For Turkey, the effects have been devastating with extreme heat turning the region into a tinderbox. In the space of just six days, the country’s forestry directorate reported more than 130 fires across dozens of towns and cities.

So far eight people have been killed and more than 10,000 have been evacuated from Mugla province alone. On Monday, a record increase in electricity consumption due to heat led to blackouts in major cities such as Ankara and Istanbul.

The fires are so large that images from Copernicus, the EU’s Earth observation programme, show that smoke had crossed the Mediterranian and reached Egypt.

Turkish Forestry Minister Bekir Pakdermirli said firefighting crews had been battling to keep the flames under control.

“We are going through days when the heat is above 40C, where the winds are strong and humidity is extremely low,” he added, “we are struggling under such difficult conditions.

Is Turkey underprepared for ‘fire season’?

After disclosing that it no longer had firefighting planes at its disposal, the Turkish government has come under criticism from opposition leaders and citizens on social media for its response. Statements from ministers say that the aircraft were poorly maintained and unfit for service.

Waterbombers (aircraft that drop water to help fight fires) have been mobilised from Russia, Azerbaijan, Iran, and Ukraine. The European Union has pledged to help but it also has member states across the Mediterranean battling blazes of their own.

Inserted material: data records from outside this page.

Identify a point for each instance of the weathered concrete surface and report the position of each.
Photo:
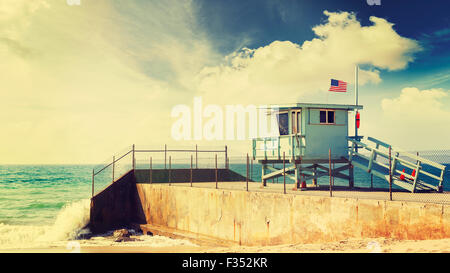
(119, 205)
(115, 207)
(261, 218)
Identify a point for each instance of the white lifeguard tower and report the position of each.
(310, 136)
(314, 137)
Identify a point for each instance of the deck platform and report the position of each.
(338, 191)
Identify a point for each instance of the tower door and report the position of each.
(296, 121)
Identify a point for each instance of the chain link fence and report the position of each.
(366, 185)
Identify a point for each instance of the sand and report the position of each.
(374, 245)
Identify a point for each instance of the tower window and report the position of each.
(327, 116)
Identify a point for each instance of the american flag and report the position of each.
(338, 86)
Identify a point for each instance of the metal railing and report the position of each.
(167, 160)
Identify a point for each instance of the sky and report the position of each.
(83, 80)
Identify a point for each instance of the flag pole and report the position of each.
(356, 103)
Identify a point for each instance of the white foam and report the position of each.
(70, 220)
(68, 224)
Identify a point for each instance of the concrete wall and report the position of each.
(257, 218)
(115, 206)
(119, 205)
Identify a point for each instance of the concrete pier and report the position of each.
(253, 218)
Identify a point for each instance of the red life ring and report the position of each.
(357, 120)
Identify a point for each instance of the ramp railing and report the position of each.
(125, 166)
(425, 174)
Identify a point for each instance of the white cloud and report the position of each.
(283, 72)
(76, 85)
(417, 119)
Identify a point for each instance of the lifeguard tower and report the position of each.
(311, 136)
(314, 137)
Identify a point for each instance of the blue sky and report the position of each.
(255, 23)
(73, 75)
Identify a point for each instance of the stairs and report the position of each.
(380, 159)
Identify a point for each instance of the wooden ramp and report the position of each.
(408, 171)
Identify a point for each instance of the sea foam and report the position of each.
(69, 222)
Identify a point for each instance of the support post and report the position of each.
(114, 161)
(93, 175)
(247, 172)
(216, 173)
(191, 169)
(356, 103)
(390, 174)
(134, 158)
(165, 156)
(329, 172)
(297, 176)
(284, 173)
(251, 169)
(226, 156)
(350, 176)
(314, 174)
(263, 168)
(170, 168)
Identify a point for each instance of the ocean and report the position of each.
(41, 205)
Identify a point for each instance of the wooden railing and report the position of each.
(397, 156)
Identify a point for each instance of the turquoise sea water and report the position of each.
(53, 200)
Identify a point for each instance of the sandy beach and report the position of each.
(369, 245)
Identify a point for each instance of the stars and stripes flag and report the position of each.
(338, 86)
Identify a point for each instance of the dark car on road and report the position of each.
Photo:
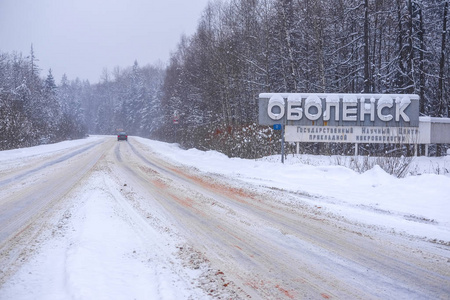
(122, 136)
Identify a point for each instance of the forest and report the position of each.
(241, 48)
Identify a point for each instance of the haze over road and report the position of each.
(257, 242)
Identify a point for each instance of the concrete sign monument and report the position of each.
(351, 118)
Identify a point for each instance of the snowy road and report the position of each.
(114, 220)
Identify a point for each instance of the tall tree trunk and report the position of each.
(443, 105)
(366, 48)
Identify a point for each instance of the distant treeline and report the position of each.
(240, 49)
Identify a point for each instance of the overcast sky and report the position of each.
(82, 37)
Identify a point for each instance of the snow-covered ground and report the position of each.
(417, 205)
(82, 258)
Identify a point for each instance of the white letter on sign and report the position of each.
(276, 103)
(295, 110)
(313, 101)
(400, 106)
(384, 102)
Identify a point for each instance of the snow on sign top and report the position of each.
(388, 110)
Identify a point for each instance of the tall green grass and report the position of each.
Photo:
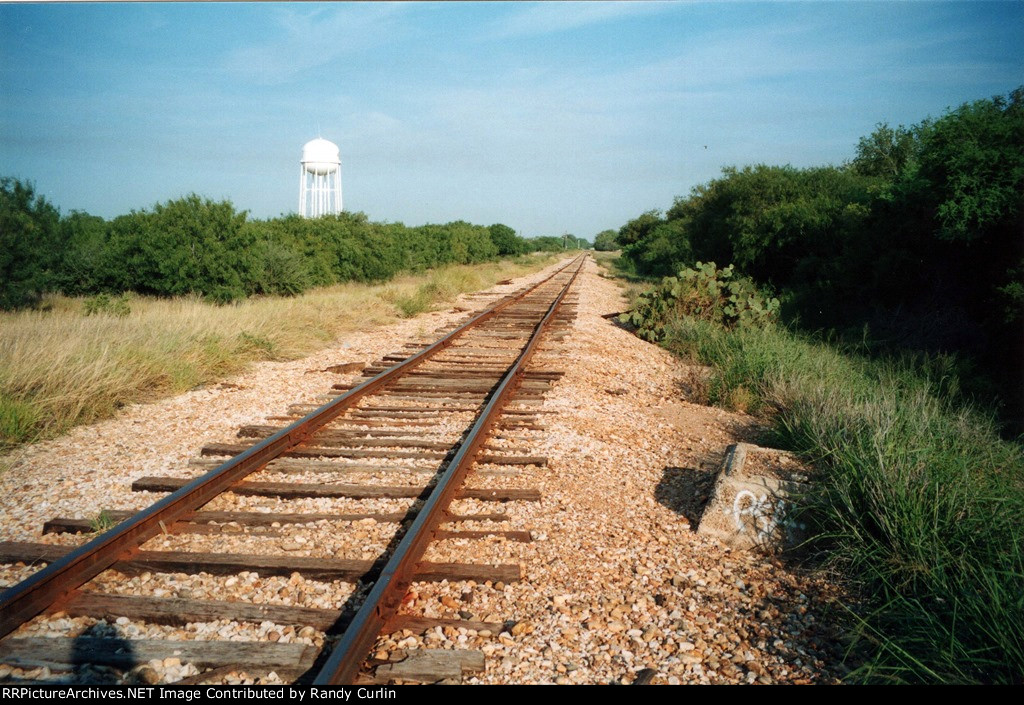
(918, 499)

Authorities are investigating the cause of the fires including human “carelessness” and possible sabotage by Kurdish militants. Experts, however, most point to the effects of climate change fanning the flames.

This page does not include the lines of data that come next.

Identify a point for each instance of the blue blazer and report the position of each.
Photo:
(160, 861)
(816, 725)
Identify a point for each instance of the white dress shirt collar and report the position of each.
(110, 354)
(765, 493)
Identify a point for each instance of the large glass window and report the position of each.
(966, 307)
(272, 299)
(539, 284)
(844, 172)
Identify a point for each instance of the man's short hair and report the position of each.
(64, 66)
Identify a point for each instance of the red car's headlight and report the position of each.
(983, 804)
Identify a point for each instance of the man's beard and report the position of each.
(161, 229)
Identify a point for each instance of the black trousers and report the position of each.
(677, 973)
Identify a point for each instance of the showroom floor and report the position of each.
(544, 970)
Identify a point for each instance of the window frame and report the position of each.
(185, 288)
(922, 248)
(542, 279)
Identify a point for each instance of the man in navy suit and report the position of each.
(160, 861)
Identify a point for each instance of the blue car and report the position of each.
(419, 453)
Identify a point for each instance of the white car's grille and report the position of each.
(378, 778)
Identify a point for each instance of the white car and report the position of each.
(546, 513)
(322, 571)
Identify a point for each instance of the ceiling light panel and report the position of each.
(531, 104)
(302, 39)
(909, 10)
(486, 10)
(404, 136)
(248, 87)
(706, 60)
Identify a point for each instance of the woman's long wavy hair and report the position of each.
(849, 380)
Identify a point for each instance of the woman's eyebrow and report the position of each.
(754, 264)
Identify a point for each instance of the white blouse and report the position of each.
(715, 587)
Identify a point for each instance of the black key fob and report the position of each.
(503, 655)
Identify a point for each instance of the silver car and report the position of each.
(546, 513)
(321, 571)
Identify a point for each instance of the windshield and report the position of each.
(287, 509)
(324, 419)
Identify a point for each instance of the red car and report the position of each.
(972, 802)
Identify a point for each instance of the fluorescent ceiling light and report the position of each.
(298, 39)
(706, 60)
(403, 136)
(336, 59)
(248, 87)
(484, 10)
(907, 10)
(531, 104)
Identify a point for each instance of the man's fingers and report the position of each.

Authorities are investigating the cause of the fires including human “carelessness” and possible sabotage by Kurdish militants.

Hediye Gundiz, head of environmental group Platform A, told Al Jazeera the government had been warned 15 years ago that global warming was likely to cause more fires in Turkey - but nothing was done.

“It takes one tree between 30 and 40 years to grow. It could take 50 years to recover what we had, but we don’t have the water we need for it like we used to,” she said.

Climate Action Tracker says Turkey’s action towards its Paris Agreement goals is “critically insufficient”. If all country’s Nationally Determined Contributions (NDCs) were in this range, warming would exceed four degrees celsius.

The consequences of climate change

A ‘heat dome’, an area of high pressure that acts like a lid on a saucepan, is to blame for the record temperatures. A mass of hot air gets trapped under this lid leading to sweltering temperatures.

They are relatively common in temperate zones like the Mediterranean but are getting more intense and regular in areas where they don’t normally form. The main trigger, according to scientists from the US National Oceanic and Atmospheric Administration (NOAA), was a strong change in ocean temperatures last winter.

Having shallow waters and being semi-enclosed means that the Mediterranean has warmed faster than any of the world’s oceans. It has increased by up to 0.4 degrees Celsius per decade compared to a 0.2 degree rise globally. The region is a hotspot for the effects of the climate crisis.

YASIN AKGUL / AFP
Smoke billows from burt woods following wildfires in the Koycegiz district of Mugla.YASIN AKGUL / AFP

Even before the fires, Turkey was struggling to cope with the consequences. In May, a lake in the country’s Van province dried up, six people were killed in flash floods in the Anatolia region last week and hundreds of flamingos were found dead as their watering holes disappeared.

Warmer waters were partly to blame for a thick layer of sea snot that engulfed boats moored in the Sea of Marmara last month, too. After both wildlife and tourists were impacted, Turkish President Recep Tayyip Erdogan acknowledged that climate change had played a part in the increase in ocean temperatures.